The terms advocacy, bias and subjective have been thrown around a lot lately in the HIA field – terms that reveal deep differences among practitioners. I think there are at least three distinct theories of change held among our community.

1. Data alone.  Subscribers to this theory of change believe all HIA practitioners need to do is to provide decision makers with data about health and health disparities. Armed with that data, decision makers will make better decisions.

2. Data and consensus. Subscribers to this theory believe that the best way to make change is to reach out to stakeholders with diverse views, which usually include community members and, depending on the HIA, could include people from different agencies, project proponents, and decision makers from across the political spectrum. With data and good facilitation, consensus can be reached regarding the impacts, recommendations, and report. That process and the findings will lead to decision makers making better decisions.

3. Data and Power. Subscribers to this theory believe that change is most likely to come from strong data combined with an HIA process that is used to build power in disenfranchised communities that face inequities. With this increased power and strong data, the voices of those most impacted will be heard and decision makers will make better decisions.

Each of these theories has its merit and each may have its time and place. Each has examples it can hold up that show that it leads to decisions that improve health.

But, in our experience, if HIA is really a tool to achieve health and reduce inequities, combining data and power is the most effective way of getting there. History shows that the other two are challenging ways to truly change policies, plans, and projects that create inequities, especially if those in power don’t have the will to do so or if there is ideological tension around the proposal my ding. Those in power, in favor of a status quo that benefits them and is harming the disenfranchised, are simply not willing to yield power in the face of mere data.  And the compromises that result from consensus building between those who have power and those who do not usually support at best a middle ground that does not significantly benefit those most harmfully effected by decisions.

This is why at Human Impact Partners we do our HIAs in partnership with community organizing groups whose focus is building leadership in low-income communities and communities of color, lifting the voices of populations left out of decision-making discourse, and building the power of those communities.

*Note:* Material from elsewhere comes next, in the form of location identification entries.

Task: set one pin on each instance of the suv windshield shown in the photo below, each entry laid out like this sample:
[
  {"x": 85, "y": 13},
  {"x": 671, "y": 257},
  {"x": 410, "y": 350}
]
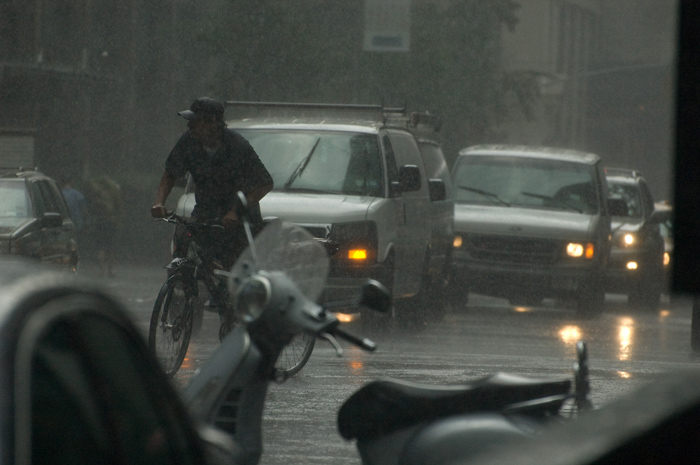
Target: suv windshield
[
  {"x": 338, "y": 163},
  {"x": 523, "y": 182},
  {"x": 15, "y": 205}
]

We know the data and power theory works. With our partners, we’ve used it over the last couple of years to win over $40 million in affordable housing in South Los Angeles (our USC Specific Plan HIA and Farmers Field HIAs), substantial increases in funds for alternatives to incarceration in Republican-controlled Wisconsin, and better policies for racial integration of schools in Minnesota. We’ve used it to raise awareness about the harmful impacts of detentions and deportations on immigrant children and families. And, through those processes, we’ve left behind not just awareness and better policies, but more importantly, a community that is more engaged in our democracy and more empowered to fight on their own behalf in the future.

In Closing the Gap in a Generation, the World Health Organization Commission on the Social Determinants of Health declared: “Any serious effort to reduce health inequities will involve changing the distribution of power within society and global regions, empowering individuals and groups to represent strongly and effectively their needs and interests and, in so doing, to challenge and change the unfair and steeply graded distribution of social resources (the conditions for health) to which all, as citizens, have claims and rights.” The great Brazilian philosopher and educator Paulo Freire said it more simply: “Washing one’s hands of the conflict between the powerful and the powerless means to side with the powerful, not to be neutral.”